Each year, thousands of patients cycle through the National Institutes of Health’s (NIH) Clinical Center, the largest research hospital in the world, to take part in extensive clinical trials. Patients there in need of otolaryngology–head and neck surgery services have typically been cared for by doctors from the surrounding community. But several months ago, the Johns Hopkins Department of Otolaryngology–Head and Neck Surgery and the National Institute on Deafness and Other Communication Disorders (NIDCD) forged a new type of consult-service agreement that allows Johns Hopkins doctors to provide this care.
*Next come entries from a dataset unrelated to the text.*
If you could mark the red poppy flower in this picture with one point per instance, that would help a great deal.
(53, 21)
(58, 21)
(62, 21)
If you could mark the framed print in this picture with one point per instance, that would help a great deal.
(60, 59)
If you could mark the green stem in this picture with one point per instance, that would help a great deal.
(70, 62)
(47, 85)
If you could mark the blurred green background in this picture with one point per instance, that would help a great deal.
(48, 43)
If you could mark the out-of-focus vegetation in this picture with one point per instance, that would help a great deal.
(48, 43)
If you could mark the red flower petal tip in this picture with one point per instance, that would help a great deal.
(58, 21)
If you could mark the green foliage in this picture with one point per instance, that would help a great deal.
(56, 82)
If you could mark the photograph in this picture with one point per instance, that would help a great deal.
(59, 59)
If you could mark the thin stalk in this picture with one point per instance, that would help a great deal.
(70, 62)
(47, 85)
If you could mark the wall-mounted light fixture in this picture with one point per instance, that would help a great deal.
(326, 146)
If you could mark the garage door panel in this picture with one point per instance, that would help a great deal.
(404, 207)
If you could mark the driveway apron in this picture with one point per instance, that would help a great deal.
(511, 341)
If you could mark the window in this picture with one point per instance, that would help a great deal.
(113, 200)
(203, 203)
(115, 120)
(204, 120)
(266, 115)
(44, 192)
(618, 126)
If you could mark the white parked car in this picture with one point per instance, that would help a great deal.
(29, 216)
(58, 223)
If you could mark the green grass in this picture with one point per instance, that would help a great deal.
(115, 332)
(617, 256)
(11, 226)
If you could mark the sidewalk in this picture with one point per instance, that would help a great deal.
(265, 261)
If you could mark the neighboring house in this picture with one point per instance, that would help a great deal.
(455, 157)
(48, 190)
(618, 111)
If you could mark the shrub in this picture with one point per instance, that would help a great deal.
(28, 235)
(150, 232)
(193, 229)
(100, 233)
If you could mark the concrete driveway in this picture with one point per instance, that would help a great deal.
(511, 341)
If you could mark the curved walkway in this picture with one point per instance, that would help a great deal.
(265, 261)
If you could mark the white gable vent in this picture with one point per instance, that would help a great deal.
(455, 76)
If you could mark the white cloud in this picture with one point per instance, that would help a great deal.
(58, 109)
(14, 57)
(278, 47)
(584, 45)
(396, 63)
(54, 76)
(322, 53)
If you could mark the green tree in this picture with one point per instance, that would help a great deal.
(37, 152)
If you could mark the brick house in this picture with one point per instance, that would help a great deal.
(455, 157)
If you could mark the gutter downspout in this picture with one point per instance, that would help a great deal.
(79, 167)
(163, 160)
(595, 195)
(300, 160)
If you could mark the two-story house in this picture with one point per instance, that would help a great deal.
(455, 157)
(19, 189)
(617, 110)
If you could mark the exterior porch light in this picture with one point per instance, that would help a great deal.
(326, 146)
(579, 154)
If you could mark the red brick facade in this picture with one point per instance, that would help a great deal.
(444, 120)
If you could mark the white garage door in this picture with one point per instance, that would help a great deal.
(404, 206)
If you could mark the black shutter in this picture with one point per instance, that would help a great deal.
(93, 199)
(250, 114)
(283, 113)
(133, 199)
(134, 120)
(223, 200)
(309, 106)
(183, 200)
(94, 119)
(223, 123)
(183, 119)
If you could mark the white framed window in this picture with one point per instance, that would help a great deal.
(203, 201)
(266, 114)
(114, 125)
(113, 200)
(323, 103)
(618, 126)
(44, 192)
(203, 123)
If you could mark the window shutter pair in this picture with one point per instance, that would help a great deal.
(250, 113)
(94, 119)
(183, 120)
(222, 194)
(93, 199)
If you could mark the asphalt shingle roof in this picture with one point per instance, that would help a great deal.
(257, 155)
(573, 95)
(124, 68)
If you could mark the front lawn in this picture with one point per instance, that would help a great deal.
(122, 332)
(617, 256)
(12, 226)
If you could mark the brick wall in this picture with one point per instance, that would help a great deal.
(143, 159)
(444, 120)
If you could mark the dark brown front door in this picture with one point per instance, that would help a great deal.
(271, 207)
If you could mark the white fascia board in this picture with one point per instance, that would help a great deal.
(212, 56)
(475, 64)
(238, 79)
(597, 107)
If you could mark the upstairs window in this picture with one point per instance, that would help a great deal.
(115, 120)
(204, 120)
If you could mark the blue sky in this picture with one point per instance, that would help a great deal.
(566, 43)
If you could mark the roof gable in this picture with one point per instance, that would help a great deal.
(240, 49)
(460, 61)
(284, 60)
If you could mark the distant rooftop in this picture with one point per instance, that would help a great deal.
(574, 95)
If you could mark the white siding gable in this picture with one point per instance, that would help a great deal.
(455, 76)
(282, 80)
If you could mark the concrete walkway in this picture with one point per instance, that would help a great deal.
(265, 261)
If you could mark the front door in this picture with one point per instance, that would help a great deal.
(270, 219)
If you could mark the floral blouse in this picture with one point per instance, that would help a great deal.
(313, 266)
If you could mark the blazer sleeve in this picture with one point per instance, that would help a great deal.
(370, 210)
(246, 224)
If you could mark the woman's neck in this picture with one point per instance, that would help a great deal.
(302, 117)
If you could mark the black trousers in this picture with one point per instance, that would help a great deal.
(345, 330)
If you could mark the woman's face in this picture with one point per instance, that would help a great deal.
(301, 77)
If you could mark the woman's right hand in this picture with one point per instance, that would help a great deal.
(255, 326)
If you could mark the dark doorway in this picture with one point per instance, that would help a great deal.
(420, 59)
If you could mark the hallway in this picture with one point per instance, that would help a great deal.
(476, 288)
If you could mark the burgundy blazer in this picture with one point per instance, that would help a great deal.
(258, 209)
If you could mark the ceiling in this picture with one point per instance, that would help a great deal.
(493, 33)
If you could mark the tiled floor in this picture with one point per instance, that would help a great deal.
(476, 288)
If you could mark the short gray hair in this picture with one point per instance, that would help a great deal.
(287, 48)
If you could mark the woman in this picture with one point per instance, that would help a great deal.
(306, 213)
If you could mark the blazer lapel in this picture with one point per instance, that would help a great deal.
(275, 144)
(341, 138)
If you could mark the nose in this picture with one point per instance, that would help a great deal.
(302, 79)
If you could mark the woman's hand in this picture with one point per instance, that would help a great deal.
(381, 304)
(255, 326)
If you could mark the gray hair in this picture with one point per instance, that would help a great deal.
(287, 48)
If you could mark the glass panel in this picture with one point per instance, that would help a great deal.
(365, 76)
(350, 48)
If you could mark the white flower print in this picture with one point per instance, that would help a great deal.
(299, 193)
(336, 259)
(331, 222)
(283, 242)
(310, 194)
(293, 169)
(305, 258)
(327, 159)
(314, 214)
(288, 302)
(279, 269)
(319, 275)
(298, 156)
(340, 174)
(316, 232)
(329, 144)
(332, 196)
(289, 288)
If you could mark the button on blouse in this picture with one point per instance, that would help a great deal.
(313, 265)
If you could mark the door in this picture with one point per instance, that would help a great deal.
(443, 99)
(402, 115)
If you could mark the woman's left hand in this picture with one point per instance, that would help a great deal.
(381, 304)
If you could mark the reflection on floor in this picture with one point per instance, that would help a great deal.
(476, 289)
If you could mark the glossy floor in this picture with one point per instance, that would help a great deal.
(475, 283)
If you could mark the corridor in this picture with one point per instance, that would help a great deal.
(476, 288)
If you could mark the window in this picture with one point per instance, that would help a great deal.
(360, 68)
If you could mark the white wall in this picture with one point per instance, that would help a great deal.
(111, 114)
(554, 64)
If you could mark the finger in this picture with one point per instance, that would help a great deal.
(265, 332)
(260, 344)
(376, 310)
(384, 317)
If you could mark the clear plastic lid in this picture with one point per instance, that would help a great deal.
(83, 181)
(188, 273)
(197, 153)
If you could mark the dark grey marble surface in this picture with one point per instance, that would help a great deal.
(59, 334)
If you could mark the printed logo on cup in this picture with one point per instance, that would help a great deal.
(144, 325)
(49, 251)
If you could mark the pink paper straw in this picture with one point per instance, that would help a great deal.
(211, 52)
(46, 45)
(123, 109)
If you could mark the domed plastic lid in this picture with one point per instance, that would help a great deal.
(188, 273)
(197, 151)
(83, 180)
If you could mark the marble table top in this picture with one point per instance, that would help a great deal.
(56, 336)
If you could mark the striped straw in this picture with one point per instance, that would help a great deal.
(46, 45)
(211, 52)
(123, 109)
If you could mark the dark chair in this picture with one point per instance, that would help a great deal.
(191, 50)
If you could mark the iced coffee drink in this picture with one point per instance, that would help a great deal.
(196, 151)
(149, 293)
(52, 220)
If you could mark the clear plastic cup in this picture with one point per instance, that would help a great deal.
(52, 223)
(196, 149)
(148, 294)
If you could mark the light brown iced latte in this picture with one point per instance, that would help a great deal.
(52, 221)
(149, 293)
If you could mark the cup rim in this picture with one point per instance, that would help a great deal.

Johns Hopkins is among the few academic medical centers collaborating in this way with the NIDCD, and the department is the first at Johns Hopkins to pioneer this approach, says Johns Hopkins otolaryngologist–head and neck surgeon Clint Allen, one of the doctors in the Johns Hopkins Otolaryngology Consult Service at the center.
Seven years ago, Johns Hopkins started a different collaboration that paved the way for this one. At that time, Johns Hopkins otolaryngologist–head and neck surgeon Wade Chien became the first NIDCD otolaryngology surgeon-scientist from Johns Hopkins, part of a mentored, career-development program open to junior faculty at academic medical centers. This program allows doctors to maintain their surgical skills while enabling them to conceive, develop and test novel diagnostic and therapeutic strategies through translational research that bridges basic science, medicine and surgery.
Through this program, Chien started his own intramural research program at the NIDCD that focused on gene therapy research for hearing loss. Allen soon joined him, followed by their Johns Hopkins colleague Nikki Schmitt. Now, all three run their own research programs at NIH.
“It’s been a great opportunity to perform research ranging from basic science to clinical trials at this world-class research institution,” says Chien.
But with much of their time spent at NIH, the three wanted to do more. That’s how the Johns Hopkins Otolaryngology Consult Service arose, explains Schmitt.
The service allows faculty members within the Johns Hopkins Department of Otolaryngology– Head and Neck Surgery clinical privileges at NIH, affording the opportunity for Johns Hopkins doctors to provide subspecialty expertise and care to many in the community, she says.
It also gives Johns Hopkins faculty members the opportunity to care for patients with unusual conditions that many doctors rarely see in their careers. For example, Schmitt recently cared for patients with the immune disorders Job syndrome and relapsing polychondritis, both rare conditions that have ear-, nose-, and throat-related manifestations.
The service has been so successful, says Allen, that NIH and other Johns Hopkins departments are investigating similar collaborations.
“We hope that the relationship we’ve built here,” he says, “serves as a model for other departments and clinical services.”